Bike Sharing Update
Despite some minor online whining, bike sharing is proving to be an increasingly popular amenity in Dallas, according to figures released by LimeBike, one of the half-dozen bike-sharing companies that have descended on the city in the past eight months.
Since launching last August, LimeBike has helped roughly 70,000 residents and visitors take more than 180,000 trips.
In a memo to the city, LimeBike cofounder and CEO Toby Sun and Texas director Sam Sadle acknowledge that the "speed and scale" of dockless bike deployments from LimeBike and other companies has not been "without challenges," but emphasize the majority of feedback they're receiving from businesses and the public has been positive.
"We have heard the Dallas community's feedback loud and clear and are prepared to respond accordingly to ensure bikeshare serves the City well," their statement says.
To that end, the company is taking some immediate steps that include:
- Increasing the size of the local Dallas operations team
- Stopping the deployment of new bikes other than those that are currently on the ground
- Modifying the distribution to ensure that bikes are better spread throughout the city
They currently have a local team of more than 50 bike operations specialists, repair technicians, and drivers, led by general manager Anthony Fleo and operations manager Jeff Roberts — both Dallas locals who are familiar with the city.
Their field operation monitors the fleet on foot or bike, with special operations teams focused on downtown Dallas, Uptown, and White Rock Lake. They also dedicate teams to Highland Park, the Village Apartments, and Greenville Avenue.

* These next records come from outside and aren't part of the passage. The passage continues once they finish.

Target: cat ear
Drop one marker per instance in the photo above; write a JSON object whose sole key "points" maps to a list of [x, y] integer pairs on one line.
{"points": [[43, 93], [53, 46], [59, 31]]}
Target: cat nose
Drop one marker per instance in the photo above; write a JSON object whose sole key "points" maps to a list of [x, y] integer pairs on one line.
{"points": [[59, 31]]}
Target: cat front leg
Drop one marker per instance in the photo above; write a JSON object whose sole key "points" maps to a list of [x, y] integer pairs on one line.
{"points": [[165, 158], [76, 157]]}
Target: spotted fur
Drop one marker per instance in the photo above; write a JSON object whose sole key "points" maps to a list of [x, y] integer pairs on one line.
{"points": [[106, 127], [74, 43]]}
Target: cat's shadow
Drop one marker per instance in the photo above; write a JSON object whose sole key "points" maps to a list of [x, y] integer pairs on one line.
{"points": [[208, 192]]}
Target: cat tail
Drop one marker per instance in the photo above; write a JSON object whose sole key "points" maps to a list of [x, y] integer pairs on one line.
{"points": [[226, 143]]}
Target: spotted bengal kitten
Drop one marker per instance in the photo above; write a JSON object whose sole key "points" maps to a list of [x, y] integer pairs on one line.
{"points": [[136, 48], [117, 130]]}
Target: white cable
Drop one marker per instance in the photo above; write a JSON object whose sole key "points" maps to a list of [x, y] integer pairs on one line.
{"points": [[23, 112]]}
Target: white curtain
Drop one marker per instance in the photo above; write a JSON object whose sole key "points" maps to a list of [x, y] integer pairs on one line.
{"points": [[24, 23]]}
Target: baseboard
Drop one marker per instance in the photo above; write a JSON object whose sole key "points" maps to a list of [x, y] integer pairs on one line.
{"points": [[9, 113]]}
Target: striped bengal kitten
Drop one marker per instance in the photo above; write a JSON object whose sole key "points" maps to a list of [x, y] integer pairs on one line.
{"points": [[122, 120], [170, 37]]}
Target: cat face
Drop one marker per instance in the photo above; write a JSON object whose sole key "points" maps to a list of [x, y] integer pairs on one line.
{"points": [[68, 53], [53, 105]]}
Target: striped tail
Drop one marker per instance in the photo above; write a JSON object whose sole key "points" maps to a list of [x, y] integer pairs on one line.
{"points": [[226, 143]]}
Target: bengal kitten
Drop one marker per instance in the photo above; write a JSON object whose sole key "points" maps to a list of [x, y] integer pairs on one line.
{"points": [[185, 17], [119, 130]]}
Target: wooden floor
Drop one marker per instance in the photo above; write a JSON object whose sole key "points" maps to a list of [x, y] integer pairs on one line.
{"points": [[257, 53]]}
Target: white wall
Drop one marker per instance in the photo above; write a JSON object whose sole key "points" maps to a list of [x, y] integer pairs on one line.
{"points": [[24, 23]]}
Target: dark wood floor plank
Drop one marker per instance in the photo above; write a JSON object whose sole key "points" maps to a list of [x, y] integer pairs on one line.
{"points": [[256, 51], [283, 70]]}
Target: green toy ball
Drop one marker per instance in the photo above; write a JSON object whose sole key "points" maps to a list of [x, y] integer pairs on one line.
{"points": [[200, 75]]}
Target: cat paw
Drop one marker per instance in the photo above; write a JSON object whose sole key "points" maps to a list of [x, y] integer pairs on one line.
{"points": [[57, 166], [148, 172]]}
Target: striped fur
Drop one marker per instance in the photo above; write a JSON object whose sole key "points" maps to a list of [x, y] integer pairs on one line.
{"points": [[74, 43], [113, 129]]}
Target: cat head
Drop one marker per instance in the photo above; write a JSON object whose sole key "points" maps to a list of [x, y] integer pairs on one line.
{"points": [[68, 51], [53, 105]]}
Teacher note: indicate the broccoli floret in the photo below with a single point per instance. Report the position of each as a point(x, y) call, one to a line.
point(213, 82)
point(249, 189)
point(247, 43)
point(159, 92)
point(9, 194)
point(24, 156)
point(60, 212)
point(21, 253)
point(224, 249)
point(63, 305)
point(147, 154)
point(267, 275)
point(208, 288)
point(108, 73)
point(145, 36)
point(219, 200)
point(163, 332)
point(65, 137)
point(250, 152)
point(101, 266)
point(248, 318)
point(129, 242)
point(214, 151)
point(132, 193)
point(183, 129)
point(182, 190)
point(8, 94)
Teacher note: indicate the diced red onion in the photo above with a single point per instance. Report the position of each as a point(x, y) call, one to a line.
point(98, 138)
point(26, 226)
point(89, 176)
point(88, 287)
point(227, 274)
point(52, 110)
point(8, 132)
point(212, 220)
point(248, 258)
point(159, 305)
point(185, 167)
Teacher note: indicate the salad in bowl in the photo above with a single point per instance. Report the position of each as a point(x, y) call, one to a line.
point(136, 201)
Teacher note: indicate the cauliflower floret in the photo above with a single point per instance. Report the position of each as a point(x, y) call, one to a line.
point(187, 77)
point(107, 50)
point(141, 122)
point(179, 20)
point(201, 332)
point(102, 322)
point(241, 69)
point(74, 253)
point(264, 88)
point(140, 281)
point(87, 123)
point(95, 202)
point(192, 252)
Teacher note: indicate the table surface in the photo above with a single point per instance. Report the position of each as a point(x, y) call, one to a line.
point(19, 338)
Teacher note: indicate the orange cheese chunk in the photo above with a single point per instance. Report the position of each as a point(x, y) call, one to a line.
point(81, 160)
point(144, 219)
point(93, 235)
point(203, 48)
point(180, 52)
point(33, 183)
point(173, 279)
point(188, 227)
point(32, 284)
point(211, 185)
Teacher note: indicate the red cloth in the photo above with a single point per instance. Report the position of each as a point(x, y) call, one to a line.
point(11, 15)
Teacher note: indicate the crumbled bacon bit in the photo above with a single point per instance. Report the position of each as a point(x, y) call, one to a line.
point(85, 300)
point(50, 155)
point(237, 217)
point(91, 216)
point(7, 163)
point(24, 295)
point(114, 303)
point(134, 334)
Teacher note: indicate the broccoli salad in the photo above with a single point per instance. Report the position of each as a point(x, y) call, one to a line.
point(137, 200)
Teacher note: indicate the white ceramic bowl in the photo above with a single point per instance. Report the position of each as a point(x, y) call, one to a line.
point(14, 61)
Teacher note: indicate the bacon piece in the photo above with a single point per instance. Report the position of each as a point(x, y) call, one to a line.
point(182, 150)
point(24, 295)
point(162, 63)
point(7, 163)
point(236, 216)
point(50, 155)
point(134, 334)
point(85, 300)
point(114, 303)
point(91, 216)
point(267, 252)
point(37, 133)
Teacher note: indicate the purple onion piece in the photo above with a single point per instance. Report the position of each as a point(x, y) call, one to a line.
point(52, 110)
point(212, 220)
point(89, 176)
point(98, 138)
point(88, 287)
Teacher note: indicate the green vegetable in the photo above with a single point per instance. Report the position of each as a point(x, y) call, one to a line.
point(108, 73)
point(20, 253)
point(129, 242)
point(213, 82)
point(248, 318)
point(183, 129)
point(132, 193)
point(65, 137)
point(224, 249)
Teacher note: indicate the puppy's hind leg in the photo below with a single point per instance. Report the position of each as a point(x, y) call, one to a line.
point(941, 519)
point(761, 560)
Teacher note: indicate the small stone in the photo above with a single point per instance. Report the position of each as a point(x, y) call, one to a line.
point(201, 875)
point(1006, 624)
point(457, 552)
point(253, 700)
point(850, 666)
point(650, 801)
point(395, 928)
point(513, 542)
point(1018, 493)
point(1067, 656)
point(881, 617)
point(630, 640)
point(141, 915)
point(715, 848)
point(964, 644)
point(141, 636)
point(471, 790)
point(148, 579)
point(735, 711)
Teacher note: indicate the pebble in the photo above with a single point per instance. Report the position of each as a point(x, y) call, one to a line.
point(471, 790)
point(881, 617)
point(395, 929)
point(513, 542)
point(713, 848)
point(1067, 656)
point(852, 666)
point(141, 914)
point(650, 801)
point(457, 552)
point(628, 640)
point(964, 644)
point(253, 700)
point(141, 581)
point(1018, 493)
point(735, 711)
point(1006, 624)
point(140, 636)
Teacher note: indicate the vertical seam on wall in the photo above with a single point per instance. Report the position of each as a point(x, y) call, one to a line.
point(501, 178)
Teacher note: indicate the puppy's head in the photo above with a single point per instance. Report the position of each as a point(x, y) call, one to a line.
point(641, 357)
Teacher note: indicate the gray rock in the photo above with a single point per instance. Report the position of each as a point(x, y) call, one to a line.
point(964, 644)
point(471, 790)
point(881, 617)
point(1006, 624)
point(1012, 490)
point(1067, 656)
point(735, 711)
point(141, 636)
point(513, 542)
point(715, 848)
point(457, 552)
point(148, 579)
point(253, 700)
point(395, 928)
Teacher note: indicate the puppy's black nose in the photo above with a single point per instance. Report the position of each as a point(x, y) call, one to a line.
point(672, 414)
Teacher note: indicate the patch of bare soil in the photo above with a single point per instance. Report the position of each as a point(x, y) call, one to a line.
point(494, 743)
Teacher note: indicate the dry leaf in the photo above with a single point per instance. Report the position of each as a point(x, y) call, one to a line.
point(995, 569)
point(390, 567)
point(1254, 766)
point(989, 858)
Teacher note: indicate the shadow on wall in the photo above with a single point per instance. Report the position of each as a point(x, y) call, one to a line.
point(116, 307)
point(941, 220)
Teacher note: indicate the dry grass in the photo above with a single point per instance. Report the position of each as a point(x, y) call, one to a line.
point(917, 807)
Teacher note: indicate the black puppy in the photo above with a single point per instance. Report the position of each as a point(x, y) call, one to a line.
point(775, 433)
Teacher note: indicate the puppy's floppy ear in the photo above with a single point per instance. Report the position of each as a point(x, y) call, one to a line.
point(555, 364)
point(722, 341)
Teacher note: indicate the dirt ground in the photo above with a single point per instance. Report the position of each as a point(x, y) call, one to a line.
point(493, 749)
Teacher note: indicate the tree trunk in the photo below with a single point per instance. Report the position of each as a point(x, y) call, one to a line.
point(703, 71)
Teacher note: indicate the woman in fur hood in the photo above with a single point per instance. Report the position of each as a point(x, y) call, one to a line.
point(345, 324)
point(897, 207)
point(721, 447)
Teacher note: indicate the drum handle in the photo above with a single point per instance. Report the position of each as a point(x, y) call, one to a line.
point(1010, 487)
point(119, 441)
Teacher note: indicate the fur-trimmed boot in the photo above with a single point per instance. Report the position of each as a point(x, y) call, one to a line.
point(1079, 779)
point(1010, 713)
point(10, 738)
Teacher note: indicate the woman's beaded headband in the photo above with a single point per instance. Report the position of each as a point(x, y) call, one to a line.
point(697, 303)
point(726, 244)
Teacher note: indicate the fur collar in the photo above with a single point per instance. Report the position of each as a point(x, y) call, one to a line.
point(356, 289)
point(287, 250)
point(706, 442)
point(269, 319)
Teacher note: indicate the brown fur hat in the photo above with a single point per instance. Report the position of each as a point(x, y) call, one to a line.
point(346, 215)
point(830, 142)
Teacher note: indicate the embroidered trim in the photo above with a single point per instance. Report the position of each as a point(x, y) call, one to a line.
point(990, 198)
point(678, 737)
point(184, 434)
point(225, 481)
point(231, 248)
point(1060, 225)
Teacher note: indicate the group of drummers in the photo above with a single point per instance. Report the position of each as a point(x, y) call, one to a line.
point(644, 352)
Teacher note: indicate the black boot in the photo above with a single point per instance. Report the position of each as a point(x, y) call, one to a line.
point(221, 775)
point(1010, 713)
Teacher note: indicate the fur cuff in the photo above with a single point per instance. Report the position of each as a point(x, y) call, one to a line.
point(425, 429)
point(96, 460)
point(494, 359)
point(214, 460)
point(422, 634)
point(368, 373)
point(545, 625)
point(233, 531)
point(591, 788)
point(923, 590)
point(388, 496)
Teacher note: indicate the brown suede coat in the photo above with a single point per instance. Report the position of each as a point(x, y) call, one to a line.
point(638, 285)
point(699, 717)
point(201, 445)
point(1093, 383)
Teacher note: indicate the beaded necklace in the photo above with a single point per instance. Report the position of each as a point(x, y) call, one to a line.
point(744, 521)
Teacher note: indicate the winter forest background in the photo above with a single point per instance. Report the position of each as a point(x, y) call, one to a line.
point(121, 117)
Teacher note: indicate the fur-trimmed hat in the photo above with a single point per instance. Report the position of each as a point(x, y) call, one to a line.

Two teams are dedicated to serving the entirety of the city of Dallas, responding to reports submitted to their 24-hour customer support line, their in-app reporting feature, and the City's 311 operations center.
In the area of distribution, the company intends to place more bikes in communities previously underserved or where mobility was limited.
The company has received feedback that there are too many bicycles along Katy Trail and at White Rock Lake, but their statistics on where trips originate show that those are the areas with the highest demand. "Nonetheless, we will expand our operations presence at parks and trails to ensure our bikes do not impede the ability of Dallas residents and visitors to enjoy these wonderful public spaces," the statement says.
They're also going to cut down the number of bikes at any given location, with an aim to place no more than 4-6 bicycles at one location, unless it's an area with high demand.
As to complaints that the bikes block pedestrian passage or are knocked over, they're working on a gyroscopic sensor that would signal if the bicycle has been knocked over.
They're also releasing a series of videos to educate people on bikeshare etiquette, with tips on how to use and park LimeBikes responsibly.
Increasing rides and ridership: Since launching in August, 69,879 residents and visitors have ridden LimeBike 183,514 times and counting. On Saturday January 20, LimeBikes in Dallas were ridden 5,768 times, a milestone for Dallas and the most trips on LimeBike in one day. Over the last three Saturdays, the company has consecutively broken its Dallas record for most trips per day.
Connecting to transit: 20 percent of of all Dallas LimeBike trips start or end near a public transit station, meaning LimeBike is providing a first- and last-mile solution for Dallas residents to more easily access public transportation.
Traffic congestion: 51 percent of Dallas riders use LimeBike during the evening rush hour, which equates to 39 percent of all Dallas rides, demonstrating that LimeBike is helping Dallas reduce traffic on roadways.
Environmental impact: 90,348.37 pounds saved in Carbon Dioxide, equating to 4,244 trees saved.
Health benefits: 5,010,362 calories burnt by Dallas LimeBike riders, equating to 8,899 big macs.